Gone were the awkward pauses, communications through the mothership, or long periods of no communication. Instead we had something that was 'ours' and a way of feeling closer and more involved in each others lives. I told him about life in Argentina and what we were getting up to, and he regaled me with information about his hectic social life --from coffee mornings with his old work colleagues to Wetherspoons drinks with his football chums not to mention that he'd become a 'reading friend' at the local primary school.

Very quickly Dad-Mail became one of the highlights of my week. And according to reports from my mum they were for him also. It became a weekly ritual that he would read my correspondence alone and then out loud to my mother --it should be noted I did the same with my partner whose own musings were often interrupted by me yelling DAD-MAIL! Sad but alas also true.

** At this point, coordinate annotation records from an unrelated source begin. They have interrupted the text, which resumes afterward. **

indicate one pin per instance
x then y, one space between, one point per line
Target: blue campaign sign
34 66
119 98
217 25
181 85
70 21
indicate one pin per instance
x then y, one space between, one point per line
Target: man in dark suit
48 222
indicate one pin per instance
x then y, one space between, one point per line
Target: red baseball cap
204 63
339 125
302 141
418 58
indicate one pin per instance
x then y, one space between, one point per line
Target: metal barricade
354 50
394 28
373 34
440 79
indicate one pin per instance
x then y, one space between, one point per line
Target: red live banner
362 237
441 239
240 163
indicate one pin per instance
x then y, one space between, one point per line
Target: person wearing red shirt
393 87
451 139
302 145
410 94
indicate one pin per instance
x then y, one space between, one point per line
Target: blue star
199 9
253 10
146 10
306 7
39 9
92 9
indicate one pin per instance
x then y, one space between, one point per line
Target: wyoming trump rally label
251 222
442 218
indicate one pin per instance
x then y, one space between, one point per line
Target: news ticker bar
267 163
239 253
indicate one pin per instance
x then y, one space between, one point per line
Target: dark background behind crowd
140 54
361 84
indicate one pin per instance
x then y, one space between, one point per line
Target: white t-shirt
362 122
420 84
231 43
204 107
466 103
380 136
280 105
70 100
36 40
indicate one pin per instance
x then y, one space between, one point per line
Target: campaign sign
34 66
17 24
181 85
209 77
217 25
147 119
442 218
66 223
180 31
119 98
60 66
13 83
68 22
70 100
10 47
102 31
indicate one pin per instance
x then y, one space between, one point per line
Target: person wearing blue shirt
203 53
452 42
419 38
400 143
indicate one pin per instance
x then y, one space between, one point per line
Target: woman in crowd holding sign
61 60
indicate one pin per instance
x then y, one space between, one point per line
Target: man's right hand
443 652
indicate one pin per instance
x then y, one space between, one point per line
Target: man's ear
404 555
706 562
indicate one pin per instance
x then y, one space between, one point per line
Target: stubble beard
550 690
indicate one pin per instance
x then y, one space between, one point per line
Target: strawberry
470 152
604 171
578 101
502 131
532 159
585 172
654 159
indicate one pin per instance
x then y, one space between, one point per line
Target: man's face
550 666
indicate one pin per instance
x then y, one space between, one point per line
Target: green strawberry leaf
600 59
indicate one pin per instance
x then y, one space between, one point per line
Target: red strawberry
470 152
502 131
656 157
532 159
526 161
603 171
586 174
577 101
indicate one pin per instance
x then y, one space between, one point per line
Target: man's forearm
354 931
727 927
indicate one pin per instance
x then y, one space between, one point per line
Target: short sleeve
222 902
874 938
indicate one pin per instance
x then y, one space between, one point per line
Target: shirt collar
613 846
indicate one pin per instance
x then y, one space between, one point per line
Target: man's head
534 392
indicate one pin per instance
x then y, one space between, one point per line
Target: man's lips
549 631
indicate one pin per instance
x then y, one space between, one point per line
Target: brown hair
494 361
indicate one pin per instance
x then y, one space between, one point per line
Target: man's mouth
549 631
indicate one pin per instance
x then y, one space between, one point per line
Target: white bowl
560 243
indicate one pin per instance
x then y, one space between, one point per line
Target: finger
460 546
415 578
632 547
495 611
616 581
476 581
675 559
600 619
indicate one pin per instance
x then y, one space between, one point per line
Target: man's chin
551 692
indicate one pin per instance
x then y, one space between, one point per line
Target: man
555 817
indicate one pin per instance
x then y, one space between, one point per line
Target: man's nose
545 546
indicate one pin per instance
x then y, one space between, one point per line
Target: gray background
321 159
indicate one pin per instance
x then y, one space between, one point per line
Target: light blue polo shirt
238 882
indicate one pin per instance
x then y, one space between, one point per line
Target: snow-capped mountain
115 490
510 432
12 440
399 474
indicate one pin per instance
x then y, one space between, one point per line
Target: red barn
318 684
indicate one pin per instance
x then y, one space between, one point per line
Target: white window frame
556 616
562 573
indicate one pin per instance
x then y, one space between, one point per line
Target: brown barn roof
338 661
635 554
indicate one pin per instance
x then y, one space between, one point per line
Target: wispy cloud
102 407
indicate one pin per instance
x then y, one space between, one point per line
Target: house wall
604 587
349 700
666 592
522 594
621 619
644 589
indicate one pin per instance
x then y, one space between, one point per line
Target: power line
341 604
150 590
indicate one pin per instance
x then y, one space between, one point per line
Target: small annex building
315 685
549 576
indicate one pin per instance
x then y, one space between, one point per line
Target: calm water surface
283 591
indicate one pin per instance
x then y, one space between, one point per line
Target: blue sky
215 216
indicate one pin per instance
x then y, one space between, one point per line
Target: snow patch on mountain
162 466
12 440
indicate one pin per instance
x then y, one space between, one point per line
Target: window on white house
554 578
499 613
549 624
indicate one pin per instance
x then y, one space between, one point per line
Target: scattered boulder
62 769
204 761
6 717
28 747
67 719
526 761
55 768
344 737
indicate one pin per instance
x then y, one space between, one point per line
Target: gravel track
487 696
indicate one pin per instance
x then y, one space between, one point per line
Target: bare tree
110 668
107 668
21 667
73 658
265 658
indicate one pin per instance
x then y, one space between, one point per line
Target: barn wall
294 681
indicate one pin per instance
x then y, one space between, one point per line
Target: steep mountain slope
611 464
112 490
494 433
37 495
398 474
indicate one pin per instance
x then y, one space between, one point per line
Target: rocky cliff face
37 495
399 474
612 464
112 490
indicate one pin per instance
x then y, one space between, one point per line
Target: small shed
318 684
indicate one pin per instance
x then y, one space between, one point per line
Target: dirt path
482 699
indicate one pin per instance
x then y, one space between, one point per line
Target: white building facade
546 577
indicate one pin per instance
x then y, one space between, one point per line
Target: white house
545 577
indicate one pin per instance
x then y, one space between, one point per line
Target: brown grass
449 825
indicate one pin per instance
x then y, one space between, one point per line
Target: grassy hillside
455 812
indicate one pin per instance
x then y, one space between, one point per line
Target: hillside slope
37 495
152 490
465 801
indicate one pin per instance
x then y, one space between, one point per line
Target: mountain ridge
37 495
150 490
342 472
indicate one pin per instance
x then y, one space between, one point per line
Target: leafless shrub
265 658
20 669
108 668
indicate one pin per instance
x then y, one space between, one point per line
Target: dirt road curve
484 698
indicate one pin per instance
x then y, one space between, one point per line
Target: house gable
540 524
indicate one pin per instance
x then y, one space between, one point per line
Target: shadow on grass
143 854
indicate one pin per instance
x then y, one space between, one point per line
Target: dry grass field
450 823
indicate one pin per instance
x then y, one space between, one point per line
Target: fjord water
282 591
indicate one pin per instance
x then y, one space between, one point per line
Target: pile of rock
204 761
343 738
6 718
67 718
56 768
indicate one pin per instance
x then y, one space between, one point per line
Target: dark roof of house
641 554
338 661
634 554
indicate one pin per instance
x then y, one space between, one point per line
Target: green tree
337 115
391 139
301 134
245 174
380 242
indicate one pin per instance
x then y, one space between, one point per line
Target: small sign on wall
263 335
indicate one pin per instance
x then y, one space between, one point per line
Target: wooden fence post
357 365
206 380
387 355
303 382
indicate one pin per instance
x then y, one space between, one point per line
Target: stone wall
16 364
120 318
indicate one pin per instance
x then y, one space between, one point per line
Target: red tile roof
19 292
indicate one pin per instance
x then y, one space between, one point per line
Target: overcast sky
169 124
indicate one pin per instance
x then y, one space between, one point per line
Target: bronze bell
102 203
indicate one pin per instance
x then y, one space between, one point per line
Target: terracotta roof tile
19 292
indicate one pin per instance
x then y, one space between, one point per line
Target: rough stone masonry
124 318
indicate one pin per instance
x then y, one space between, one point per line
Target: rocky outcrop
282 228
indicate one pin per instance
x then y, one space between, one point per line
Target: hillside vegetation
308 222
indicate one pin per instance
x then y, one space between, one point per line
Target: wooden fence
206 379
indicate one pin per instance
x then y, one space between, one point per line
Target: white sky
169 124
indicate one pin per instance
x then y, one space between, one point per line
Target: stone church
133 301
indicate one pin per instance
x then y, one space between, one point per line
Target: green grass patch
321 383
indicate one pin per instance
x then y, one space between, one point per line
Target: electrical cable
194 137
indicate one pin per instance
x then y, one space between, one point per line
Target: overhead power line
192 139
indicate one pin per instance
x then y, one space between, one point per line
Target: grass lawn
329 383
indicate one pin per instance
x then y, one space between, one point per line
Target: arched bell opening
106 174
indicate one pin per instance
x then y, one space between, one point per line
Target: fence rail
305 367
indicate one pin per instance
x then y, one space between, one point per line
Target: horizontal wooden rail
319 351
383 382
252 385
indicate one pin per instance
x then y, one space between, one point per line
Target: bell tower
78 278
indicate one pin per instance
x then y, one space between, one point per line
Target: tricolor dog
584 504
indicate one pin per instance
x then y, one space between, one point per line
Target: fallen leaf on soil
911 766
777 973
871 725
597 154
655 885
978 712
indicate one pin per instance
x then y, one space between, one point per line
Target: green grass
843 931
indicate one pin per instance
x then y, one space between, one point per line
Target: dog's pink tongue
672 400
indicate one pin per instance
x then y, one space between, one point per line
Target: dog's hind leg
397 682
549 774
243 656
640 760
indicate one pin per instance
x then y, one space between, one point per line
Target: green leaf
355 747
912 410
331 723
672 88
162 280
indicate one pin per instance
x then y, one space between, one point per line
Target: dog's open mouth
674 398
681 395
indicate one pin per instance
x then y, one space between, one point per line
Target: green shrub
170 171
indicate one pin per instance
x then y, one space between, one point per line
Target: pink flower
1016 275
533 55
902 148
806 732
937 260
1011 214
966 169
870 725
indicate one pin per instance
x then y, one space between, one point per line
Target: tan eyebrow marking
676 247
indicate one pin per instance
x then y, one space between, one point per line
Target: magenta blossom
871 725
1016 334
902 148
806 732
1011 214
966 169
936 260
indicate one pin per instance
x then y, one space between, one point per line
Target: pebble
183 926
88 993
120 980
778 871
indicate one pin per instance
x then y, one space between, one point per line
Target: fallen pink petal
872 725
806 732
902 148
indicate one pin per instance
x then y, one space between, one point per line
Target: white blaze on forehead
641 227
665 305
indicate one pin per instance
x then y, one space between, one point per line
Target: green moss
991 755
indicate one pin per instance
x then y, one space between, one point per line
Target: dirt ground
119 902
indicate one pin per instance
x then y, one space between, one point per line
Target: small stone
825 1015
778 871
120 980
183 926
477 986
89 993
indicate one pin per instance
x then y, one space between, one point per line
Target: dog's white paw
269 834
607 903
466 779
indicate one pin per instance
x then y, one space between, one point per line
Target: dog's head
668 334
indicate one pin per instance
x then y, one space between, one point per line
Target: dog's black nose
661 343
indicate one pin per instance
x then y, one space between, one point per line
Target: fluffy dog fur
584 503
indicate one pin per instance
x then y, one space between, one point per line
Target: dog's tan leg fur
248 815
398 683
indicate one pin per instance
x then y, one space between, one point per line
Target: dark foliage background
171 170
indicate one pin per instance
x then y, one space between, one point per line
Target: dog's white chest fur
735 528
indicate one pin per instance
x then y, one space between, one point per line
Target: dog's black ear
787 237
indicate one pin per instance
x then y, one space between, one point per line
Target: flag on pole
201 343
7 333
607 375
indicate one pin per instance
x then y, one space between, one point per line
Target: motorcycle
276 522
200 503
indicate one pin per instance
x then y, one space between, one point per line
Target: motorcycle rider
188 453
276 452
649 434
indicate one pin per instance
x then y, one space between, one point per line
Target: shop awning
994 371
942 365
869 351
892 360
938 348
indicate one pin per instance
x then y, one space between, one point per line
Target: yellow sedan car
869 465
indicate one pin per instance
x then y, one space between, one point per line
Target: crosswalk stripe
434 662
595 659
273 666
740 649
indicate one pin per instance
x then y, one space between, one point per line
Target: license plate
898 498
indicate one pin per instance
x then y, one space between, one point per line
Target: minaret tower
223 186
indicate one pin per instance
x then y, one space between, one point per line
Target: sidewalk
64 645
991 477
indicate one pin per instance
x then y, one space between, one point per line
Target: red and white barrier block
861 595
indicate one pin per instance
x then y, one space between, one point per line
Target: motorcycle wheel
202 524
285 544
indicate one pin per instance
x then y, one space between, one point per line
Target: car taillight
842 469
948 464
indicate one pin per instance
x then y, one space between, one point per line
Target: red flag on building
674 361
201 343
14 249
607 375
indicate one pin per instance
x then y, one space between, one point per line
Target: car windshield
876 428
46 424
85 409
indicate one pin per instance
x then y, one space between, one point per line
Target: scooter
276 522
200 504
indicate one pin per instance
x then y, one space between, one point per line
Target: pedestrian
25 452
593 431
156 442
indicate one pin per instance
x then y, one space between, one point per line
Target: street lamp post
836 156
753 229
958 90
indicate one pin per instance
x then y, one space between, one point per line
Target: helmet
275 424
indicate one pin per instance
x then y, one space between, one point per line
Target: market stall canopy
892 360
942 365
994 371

Returning to the UK before Christmas I thought Dad-Mail would stop. I guess being in the same country gives you a sense you could just see someone in person or pick up the phone... However, it didn't and still hasn't and I am pleased to say that my weekly reports continue.

I should probably confess that growing up I was a massive daddy's girl. We went on shopping trips to Meadow Hall and my first spectacles were the same style as my father's (the optician pointed out they were boys glasses but I was nine years old and didn't care). That was until adolescence hit and then we had nothing in common anymore. Now about to enter my third decade in the world it's a lovely feeling to reconnect more regularly and have something that we both get happiness, and light relief from, especially at a time when the world seems to be imploding.

Yes some might think it's impersonal and I should jump on a train back north more regularly, but for me Dad-Mail is a brilliant thing.